Sixty-nine anti-nuclear demonstrators, including many from Southern California, were taken into custody Friday when they blocked Interstate 95 near the Nevada underground nuclear test site.
A Department of Energy spokesman said it was the first time protesters had blocked the interstate that skirts the edge of the 1,350-square-mile test site facility.
“It is unusual and it’s dangerous too,” said department spokesman Derek Scammell, noting that drivers faced with the open stretch of highway often hit speeds of 70 m.p.h. “Out there in the desert, people put their foot on the pedal and go.”
Those taken into custody were booked on charges of being a public nuisance and released on their own recognizance. Authorities said they expect larger anti-nuclear protests today and Sunday.

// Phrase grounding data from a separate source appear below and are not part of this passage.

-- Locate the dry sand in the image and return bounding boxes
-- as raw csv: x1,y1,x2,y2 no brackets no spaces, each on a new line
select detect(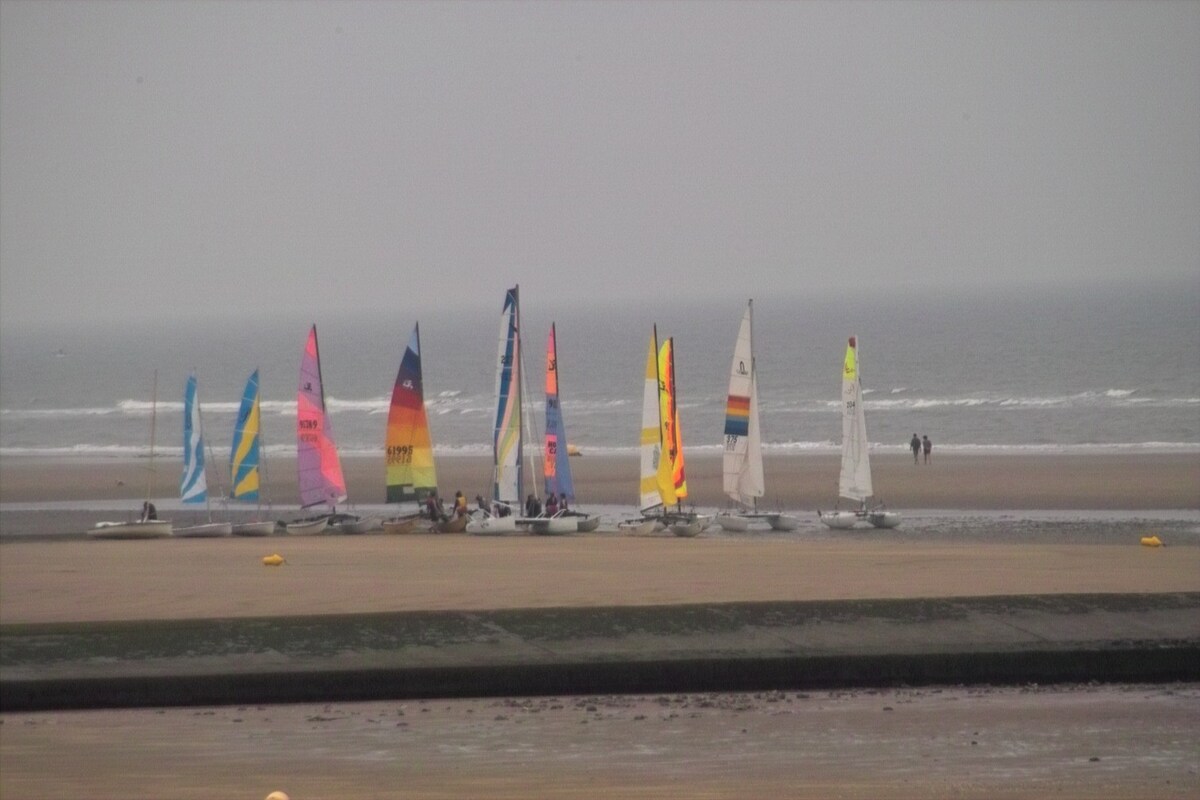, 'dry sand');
3,451,1198,798
3,451,1199,509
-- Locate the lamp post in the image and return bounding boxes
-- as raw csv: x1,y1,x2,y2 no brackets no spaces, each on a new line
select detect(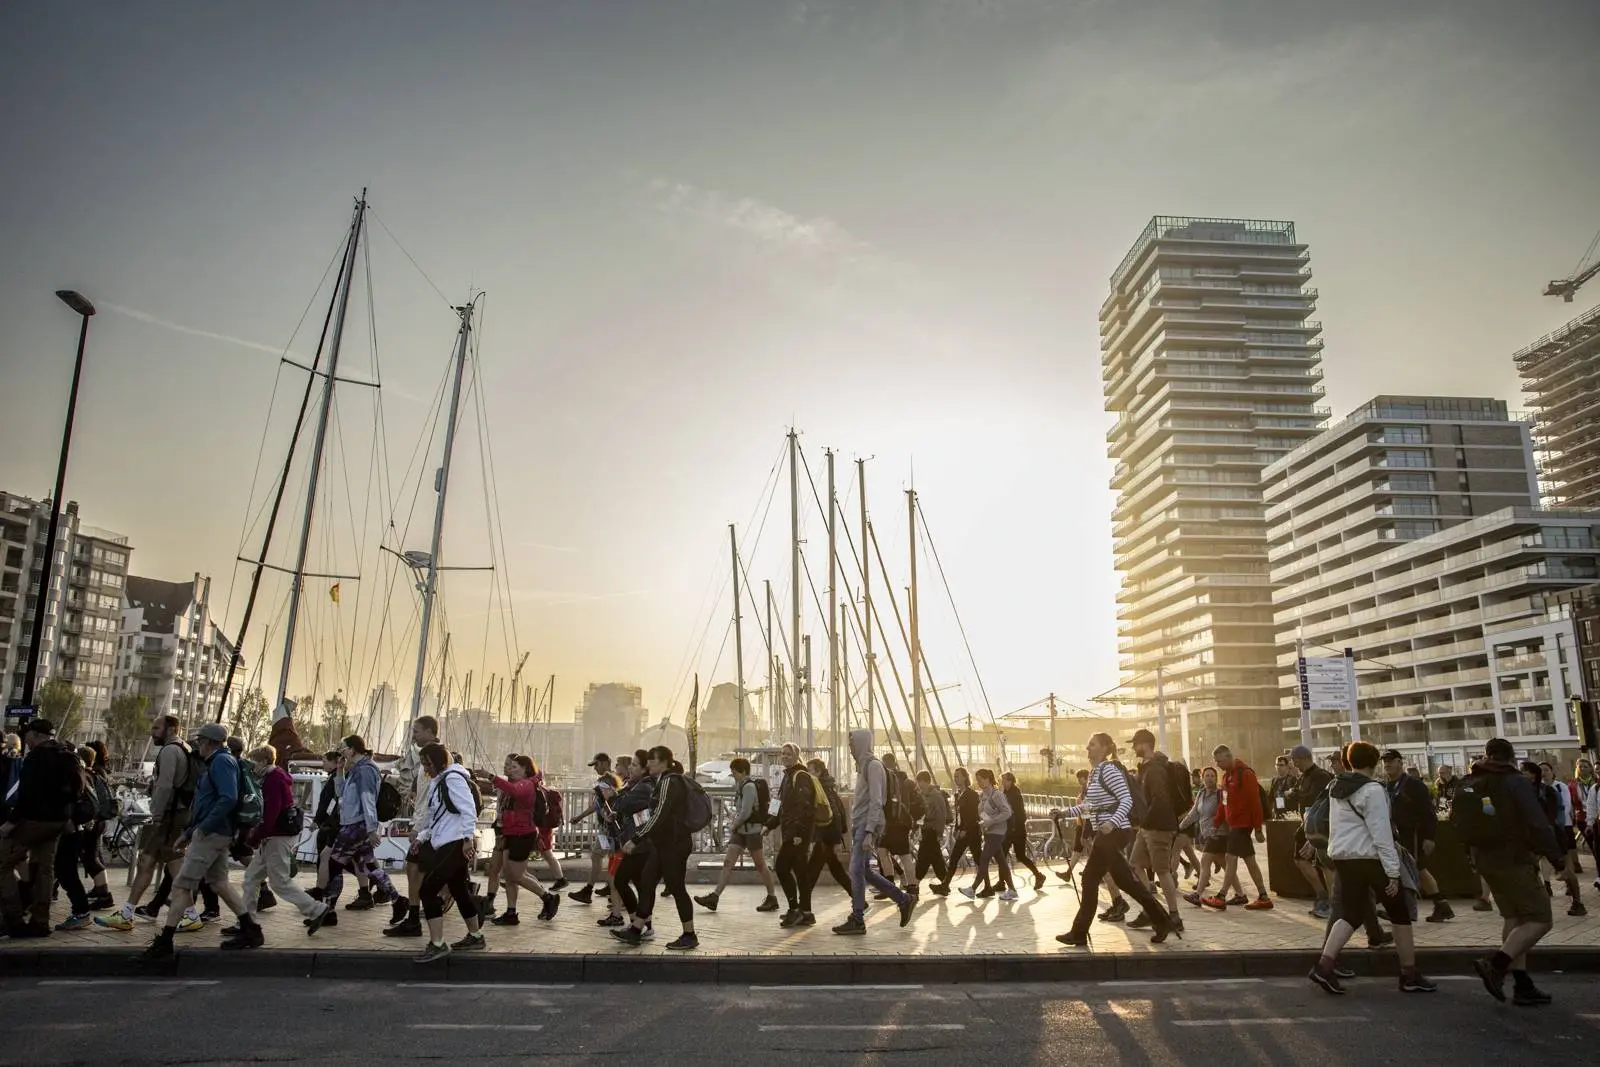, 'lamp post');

The springtime protests at the test site have become something of an annual event in Mercury, a small town 68 miles north of Las Vegas. This year the demonstrations are timed to coincide with spring break of college students and the Christian observance of Lent.
This year’s weekend of protests is expected to be smaller than those in earlier years, and authorities are keeping a lower profile in guarding the area. The 1988 protest drew about 8,000 people, organizers said.
But some demonstrators say the blockade signals an increase in their level of intensity. “The ante goes up every year,” said Chuck Rundgren, 41, an accountant from Laguna Niguel who was among those taken into custody.